Hierarchical indexing
organizing the corpus into levels (summary → sections → details) to navigate from general to specific.
RAPTOR
method that builds a tree of summaries via recursive clustering, providing multiple abstraction levels.
Knowledge graph
graph of entities and relationships enabling explicit traversals (instead of similarity approximations).
GraphRAG
approach that combines entity/relation extraction, community clustering, and summaries to answer global and multi-hop questions.
Agentic RAG
an agent that dynamically chooses the best retrieval strategy (filters, search, graph traversal, etc.) based on the question.
Progressive retrieval
retrieving a summary/card first, then drilling down into details only if needed.


The problem: similarity search is not enough

You have a corpus, embeddings, a vector store, a top-k of 5. It works in demos. In production, it breaks.

The issue is not implementation — it’s the paradigm. Similarity search relies on an implicit assumption: the most semantically similar chunk is the most relevant. That’s often false.

Five recurring failures in production

ProblemWhat happensExample
Low precisionThe top-k returns semantically close chunks that aren’t relevant — noise, ambiguity, superficial false positives“vestibular treatment” matches “water treatment” because “treatment” dominates the vector
Multi-hop impossibleQuestions that require chaining multiple facts consistently fail“What degree does the CEO of the company that makes the F-150 have?” — no single chunk contains the whole answer
No aggregationImpossible to answer corpus-wide questions“What are the main themes?”, “How many publications talk about GVS?”
Unresolved conflictsTwo contradictory chunks, no mechanism to decideCEO of Twitter in 2022 vs 2023 — which is “more similar”? Both.
Embeddings ≠ meaningVectors capture semantic proximity, not business logicEntity relations, temporality, domain hierarchy — none of that is in an embedding

Common thread: we ask a similarity tool to do a structural understanding job.
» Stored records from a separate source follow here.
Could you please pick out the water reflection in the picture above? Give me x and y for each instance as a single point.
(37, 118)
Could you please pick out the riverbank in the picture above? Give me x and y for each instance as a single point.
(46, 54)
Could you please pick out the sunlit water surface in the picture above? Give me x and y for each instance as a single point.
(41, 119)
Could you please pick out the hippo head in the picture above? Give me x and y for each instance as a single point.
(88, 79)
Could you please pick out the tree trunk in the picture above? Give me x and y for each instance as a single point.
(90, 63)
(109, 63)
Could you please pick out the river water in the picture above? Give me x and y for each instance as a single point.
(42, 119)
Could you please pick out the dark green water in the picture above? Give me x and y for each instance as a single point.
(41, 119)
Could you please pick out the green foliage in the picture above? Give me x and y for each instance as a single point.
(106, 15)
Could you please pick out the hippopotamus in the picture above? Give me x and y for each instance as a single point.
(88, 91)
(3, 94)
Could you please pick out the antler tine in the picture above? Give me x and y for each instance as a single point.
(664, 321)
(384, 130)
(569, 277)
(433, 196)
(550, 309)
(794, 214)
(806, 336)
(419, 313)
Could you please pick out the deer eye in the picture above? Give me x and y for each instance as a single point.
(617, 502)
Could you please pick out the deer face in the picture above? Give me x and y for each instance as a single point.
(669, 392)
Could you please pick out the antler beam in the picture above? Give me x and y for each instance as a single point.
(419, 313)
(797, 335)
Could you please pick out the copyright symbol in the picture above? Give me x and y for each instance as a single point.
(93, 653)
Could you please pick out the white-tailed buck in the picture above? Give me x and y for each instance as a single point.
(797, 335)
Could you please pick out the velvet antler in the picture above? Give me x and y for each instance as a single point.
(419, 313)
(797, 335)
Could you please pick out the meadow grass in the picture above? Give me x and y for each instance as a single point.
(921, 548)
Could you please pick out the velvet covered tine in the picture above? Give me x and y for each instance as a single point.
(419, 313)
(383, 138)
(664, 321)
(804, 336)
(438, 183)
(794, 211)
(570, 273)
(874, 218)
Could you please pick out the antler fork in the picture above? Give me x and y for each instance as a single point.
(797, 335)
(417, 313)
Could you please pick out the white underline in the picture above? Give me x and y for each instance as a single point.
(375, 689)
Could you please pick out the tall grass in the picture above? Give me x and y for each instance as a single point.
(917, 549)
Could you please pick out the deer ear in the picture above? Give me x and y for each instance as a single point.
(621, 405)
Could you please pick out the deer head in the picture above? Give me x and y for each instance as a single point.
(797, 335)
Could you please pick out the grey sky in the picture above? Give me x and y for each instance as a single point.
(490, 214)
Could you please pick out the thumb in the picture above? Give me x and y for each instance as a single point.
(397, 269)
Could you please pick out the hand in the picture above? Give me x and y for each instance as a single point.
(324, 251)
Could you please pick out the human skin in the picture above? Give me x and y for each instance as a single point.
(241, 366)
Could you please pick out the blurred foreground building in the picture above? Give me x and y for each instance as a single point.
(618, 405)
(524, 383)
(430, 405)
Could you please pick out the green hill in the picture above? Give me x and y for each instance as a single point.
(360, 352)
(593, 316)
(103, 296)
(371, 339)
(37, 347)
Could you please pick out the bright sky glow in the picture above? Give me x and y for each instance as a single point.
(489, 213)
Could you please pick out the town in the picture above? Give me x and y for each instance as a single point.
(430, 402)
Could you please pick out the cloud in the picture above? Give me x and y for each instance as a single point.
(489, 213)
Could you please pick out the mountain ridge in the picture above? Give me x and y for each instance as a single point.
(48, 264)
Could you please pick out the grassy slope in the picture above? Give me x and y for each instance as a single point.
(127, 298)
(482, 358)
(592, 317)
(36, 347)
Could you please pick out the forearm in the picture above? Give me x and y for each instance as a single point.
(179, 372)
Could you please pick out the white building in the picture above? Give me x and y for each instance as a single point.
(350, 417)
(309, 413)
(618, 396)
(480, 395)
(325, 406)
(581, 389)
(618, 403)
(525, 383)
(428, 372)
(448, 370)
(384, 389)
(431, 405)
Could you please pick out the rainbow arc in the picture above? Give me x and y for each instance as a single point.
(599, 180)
It’s like asking a spellchecker to validate an argument’s logic.

Two techniques have become reflexes to improve retrieval. They help — but they don’t change the paradigm.

Reranking adds a cross-encoder after top-k to better sort results. Precision improves, sometimes significantly. But the fundamental issue remains: if the right chunk isn’t in the initial candidate set, no reranker will make it appear. You optimize ordering, not coverage.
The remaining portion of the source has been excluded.